Wie kam es dazu, dass Sie einen Film über die afghanische Botschafterin Manizha Bakhtari gedreht haben?
Natalie Halla: Nach der Machtübernahme der Taliban 2021 habe ich ein Interview mit ihr gesehen. Das hat mich berührt. Eigentlich arbeitete ich damals an anderen Projekten, doch in diesem Moment wusste ich: Ich möchte diese Frau kennenlernen und ihre Geschichte erzählen. Mich interessierte, wie es mit der Botschaft weitergeht, denn niemand konnte sagen, ob sie Tage später noch existieren würde. Dass sie bis heute geöffnet ist, ist überraschend.
Was hat Sie an Manizha Bakhtari am meisten beeindruckt?
Halla: Sie ist mutig und bleibt trotz aller Bedrohungen standhaft. Weltweit gab es nur zwei afghanische Botschafterinnen, und sie ist die letzte im Amt – daher auch der Filmtitel. Besonders beeindruckt mich, wie offen sie sich den Taliban widersetzt. Sie kämpft unermüdlich für die Rechte von Mädchen und Frauen in Afghanistan.
Wie sind Sie während der Dreharbeiten mit der afghanischen Community in Österreich in Kontakt gekommen?
Halla: Wenn man über Afghanistan arbeitet, begegnet man vielen Menschen hier, die von dort stammen. Ich habe beeindruckende, gebildete junge Frauen kennengelernt, aber auch progressive Männer. Sie unterstützen Manizha. Das war für mich eine wichtige Erfahrung, denn in der öffentlichen Wahrnehmung dominieren meist die negativen Schlagzeilen. Doch die Community ist viel breiter, lebendiger und engagierter, als man von außen sieht. Ich habe diese andere Realität kennengelernt.
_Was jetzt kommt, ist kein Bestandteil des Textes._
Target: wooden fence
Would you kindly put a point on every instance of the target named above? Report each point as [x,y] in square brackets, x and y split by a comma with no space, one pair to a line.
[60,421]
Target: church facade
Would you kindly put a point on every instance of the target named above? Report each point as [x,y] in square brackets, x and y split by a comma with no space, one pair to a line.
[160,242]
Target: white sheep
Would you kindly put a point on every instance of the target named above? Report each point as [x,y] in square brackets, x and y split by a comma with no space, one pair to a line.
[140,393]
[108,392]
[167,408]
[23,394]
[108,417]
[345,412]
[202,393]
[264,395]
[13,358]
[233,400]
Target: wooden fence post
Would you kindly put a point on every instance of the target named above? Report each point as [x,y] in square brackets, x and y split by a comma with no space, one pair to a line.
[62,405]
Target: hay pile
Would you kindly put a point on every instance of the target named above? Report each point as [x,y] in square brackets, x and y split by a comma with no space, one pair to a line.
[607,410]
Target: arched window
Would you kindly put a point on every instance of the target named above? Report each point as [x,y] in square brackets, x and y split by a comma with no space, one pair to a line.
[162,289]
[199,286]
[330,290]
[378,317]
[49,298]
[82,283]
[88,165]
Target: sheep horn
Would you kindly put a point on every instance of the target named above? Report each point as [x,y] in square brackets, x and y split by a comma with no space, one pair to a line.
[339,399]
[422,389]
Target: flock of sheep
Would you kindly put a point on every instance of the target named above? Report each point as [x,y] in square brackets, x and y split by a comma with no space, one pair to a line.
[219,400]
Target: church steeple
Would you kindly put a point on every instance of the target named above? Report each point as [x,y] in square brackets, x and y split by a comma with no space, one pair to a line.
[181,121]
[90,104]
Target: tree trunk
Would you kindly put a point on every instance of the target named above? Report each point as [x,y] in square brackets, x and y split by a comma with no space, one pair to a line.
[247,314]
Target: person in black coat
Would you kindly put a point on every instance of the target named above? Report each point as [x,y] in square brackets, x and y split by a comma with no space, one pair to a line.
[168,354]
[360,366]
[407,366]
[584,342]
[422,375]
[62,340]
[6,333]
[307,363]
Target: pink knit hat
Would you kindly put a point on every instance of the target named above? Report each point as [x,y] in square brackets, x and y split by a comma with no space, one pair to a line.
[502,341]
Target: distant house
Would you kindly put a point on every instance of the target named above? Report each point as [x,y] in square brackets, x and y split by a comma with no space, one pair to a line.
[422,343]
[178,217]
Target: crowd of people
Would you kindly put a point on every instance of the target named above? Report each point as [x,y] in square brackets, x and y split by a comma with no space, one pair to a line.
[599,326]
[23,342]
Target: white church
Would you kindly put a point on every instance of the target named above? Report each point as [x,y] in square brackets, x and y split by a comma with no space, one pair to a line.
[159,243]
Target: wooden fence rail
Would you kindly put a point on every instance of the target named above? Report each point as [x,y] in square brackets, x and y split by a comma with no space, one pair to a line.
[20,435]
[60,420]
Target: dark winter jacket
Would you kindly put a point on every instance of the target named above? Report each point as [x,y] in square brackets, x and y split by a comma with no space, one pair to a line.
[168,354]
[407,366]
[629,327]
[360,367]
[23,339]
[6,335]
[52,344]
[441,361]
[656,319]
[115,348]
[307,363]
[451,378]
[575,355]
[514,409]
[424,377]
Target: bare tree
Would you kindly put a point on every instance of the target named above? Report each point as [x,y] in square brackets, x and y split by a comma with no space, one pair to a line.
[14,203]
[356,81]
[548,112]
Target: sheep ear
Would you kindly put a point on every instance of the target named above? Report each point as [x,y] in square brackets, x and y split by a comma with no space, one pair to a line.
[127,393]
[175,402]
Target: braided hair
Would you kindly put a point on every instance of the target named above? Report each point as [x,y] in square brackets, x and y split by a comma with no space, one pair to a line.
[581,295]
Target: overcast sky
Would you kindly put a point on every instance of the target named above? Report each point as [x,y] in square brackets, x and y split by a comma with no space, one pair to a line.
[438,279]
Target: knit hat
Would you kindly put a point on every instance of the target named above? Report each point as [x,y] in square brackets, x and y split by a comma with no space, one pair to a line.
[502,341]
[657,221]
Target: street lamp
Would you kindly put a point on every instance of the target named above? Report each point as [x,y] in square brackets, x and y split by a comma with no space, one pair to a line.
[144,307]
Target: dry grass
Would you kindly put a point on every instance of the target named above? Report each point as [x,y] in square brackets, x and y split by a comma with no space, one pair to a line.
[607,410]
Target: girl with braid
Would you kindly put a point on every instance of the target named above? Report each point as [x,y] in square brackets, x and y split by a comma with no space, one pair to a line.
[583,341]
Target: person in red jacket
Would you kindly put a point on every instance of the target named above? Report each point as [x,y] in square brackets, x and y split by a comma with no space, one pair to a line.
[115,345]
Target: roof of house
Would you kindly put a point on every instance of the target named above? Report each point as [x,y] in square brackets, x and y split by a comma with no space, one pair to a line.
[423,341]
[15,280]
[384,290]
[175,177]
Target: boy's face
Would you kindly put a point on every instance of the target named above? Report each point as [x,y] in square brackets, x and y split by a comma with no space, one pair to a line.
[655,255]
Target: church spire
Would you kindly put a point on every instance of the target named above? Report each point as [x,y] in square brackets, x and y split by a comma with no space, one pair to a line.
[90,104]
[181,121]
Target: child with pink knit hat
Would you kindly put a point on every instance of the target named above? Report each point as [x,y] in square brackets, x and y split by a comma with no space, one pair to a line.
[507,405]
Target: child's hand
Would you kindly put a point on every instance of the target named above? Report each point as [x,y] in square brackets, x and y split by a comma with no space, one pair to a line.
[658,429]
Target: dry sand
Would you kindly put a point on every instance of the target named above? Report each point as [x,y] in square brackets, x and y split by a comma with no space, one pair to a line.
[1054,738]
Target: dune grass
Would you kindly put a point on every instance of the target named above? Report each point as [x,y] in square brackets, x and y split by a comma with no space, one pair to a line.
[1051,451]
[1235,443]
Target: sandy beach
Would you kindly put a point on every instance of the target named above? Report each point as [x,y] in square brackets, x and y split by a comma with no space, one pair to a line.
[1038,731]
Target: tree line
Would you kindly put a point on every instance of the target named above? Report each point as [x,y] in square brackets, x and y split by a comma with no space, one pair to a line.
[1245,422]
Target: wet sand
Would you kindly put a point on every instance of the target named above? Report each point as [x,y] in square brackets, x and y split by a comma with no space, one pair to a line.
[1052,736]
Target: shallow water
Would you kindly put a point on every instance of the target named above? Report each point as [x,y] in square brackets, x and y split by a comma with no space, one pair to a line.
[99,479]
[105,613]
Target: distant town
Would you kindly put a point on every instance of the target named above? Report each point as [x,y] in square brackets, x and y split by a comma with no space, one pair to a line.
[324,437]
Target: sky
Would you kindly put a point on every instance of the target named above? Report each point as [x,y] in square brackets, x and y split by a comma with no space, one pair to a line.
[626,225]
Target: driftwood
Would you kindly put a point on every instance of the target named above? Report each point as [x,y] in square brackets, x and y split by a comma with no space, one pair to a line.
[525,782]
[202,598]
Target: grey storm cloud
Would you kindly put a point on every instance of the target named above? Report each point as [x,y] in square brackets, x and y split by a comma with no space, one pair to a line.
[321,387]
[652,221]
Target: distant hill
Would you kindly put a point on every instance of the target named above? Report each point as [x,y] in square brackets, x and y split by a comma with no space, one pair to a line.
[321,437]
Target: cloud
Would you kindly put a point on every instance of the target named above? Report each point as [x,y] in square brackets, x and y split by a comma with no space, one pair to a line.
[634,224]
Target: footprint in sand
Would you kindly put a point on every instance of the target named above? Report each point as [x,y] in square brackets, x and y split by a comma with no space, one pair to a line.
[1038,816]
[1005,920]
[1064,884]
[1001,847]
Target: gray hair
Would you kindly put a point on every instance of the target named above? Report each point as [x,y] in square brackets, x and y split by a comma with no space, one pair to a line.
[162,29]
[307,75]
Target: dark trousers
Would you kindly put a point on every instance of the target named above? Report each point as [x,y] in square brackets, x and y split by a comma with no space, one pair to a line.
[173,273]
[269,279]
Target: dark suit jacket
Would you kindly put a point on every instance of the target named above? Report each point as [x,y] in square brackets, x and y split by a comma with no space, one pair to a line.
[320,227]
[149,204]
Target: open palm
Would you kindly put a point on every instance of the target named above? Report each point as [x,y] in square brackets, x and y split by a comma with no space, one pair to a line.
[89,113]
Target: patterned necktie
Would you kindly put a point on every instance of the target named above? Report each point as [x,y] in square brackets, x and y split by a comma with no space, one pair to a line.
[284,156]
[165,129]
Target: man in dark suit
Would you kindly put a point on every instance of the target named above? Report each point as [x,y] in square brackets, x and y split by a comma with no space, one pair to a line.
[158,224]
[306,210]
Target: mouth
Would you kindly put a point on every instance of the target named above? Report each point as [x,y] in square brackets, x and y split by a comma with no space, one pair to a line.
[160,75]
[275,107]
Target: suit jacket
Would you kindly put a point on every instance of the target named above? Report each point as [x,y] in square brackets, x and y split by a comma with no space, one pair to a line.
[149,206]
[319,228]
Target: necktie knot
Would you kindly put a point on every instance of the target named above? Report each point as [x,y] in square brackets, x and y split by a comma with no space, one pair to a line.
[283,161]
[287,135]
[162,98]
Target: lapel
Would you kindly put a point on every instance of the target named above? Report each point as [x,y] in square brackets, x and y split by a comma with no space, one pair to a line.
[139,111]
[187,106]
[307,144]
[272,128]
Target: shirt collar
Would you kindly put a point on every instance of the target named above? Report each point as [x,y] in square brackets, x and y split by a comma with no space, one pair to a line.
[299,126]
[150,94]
In Österreich überwiegen negative Klischees. Was ist das größte Problem?
Halla: Viele kommen traumatisiert hierher. Wenn sie nicht aufgefangen, sondern stattdessen als Kriminelle abgestempelt werden, haben sie wenig Chance, ein neues Leben aufzubauen. Man braucht nicht in Frage zu stellen, warum sie flüchten, man muss sich die Lage dort nur anschauen. Jemand von uns kann sich da nicht hineinversetzen. Ich glaube, dass wir den Menschen eine Chance geben müssten. Ich selbst habe zwei Brüder aus Vietnam, die durch ein Missverständnis in unsere Familie gekommen sind. Meine Eltern haben sie dann als Pflegekinder aufgenommen. Dadurch hatten sie eine Chance, die sie genützt haben. Einer wurde Musiker, der andere Arzt. Traumatisierte Menschen brauchen viel Liebe.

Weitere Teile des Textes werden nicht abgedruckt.